For many years Garmin were the king of the cycle computer market. However, a couple of years ago Wahoo produced the Elemnt, which is a serious challenger. I have had a Garmin 810 for about three years.

I have generally been happy with it, but it does have several annoyances. If
you upload a route to the Garmin with turn by turn data for long routes it has a tendency to crash after about 60 miles, often losing your rides data. Sometimes if you are
following a pre-planned route using its sat nav, you will suddenly be told that
you are off route in the middle of a two mile section of completely straight
road and told to do a "U" turn. It does this even through the blue track on the
screen shows you are on the correct route and don't need to turn round. All the setup on the Garmin is via on screen menus, some of which are deeply
nested. Thus doing something simple like changing the unit to display Imperial rather than metric units requires a fifteen-minute trawl through the various
menu options.

In contrast, the Elemnt relies completely on its smartphone app for setup and
configuration. Initial setup is very simple: turn the unit on and scan the QR
code using the Wahoo app. You can configure which fields are shown on the unit and their order on the Elemnt's screen by dragging and dropping them in the app. Unlike the Garmin the Elemnt can use both WiFi and Bluetooth. If you have an Ant+ sensor, e.g. heart rate (HRM), you can easily pair this to the unit using the app. Ant+ is a bluetooth protocol that lets you connect multiple devices to a single sensor, so you could connect your HRM to the Elemnt and a smart watch at the same time.

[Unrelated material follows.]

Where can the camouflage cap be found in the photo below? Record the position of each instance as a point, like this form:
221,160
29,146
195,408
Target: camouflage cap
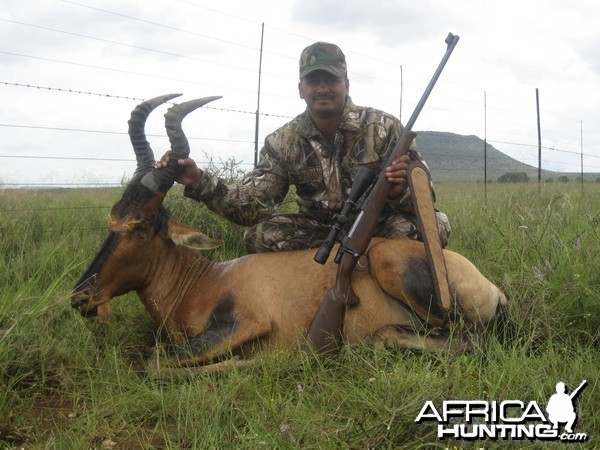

Development of the Elemnt has been rapid with new features (e,g. turn by turn
navigation) in both firmware and software arriving frequently. You can download pre-planned routes from the various supported services (e.g. Strava and Ride with GPS) onto the device. At the end of a ride your data is automatically uploaded to all of the connected services. The screen is larger than the equivalent Garmin, so is easier to read for oldies like me, with less than perfect eye sight. If you live in a hilly area, you can get the Elemnt to
display the gradient profile on screen, showing your position, so you know how much suffering is in front of you.

Battery life is slightly better than the Garmin: 17hrs claimed. Connection for
recharging the battery is via micro usb, whereas the Garmin uses mini
usb. Unlike the Garmin the Elemnt comes with a complete set of world maps. I have only been able to test UK maps, but they seem to have all the small
country lanes and tracks in my very rural area.

My only real niggle with the Elemnt is the buttons used to control some
features of the unit, which are quite stiff and hard to press when wearing
gloves. However, most of the time I only need to press the Start button at the
beginning of the ride and Stop at the end.